In part 1, we covered changes to taxable income brackets and tax rates for individuals and married filing jointly. In part 2, we will cover deductions and other updates.
Changes to Standard Deduction Amounts
A standard deduction is the dollar amount that reduces the amount of income on which you are taxed and varies according to your filing status. At the beginning of 2018, the new tax plan brought higher standard deductions with the intention of helping families keep more of what they earn.
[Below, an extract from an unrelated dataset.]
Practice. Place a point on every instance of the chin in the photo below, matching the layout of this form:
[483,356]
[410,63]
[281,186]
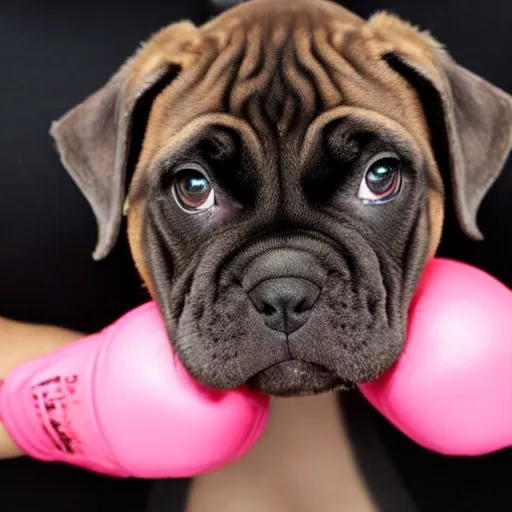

Higher standard deductions often benefit middle-income families who see their income subject to lower tax rates.
This coming tax year, new standard deduction amounts will increase to: $12,200 for individuals, $18,350 for heads of household, and $24,400 for married couples filing jointly and surviving spouses.
There are also a few specific standard deduction changes you need to know for 2019:
- Additional standard deduction amount for the aged or the blind: $1,300 (increases to $1,650 for unmarried taxpayers).
- The standard deduction for an individual claimed as a dependent by another taxpayer cannot exceed $1,100 OR the sum of $350+ the individual’s earned income, whichever is greater.
- There will be no personal exemption amount for 2019 per the Tax Cuts and Jobs Act.
- Alternative minimum tax (AMT) exemption amounts will be adjusted for inflation. The AMT exemption is a mandatory alternative to the standard income tax for taxpayers who make more than the exemption.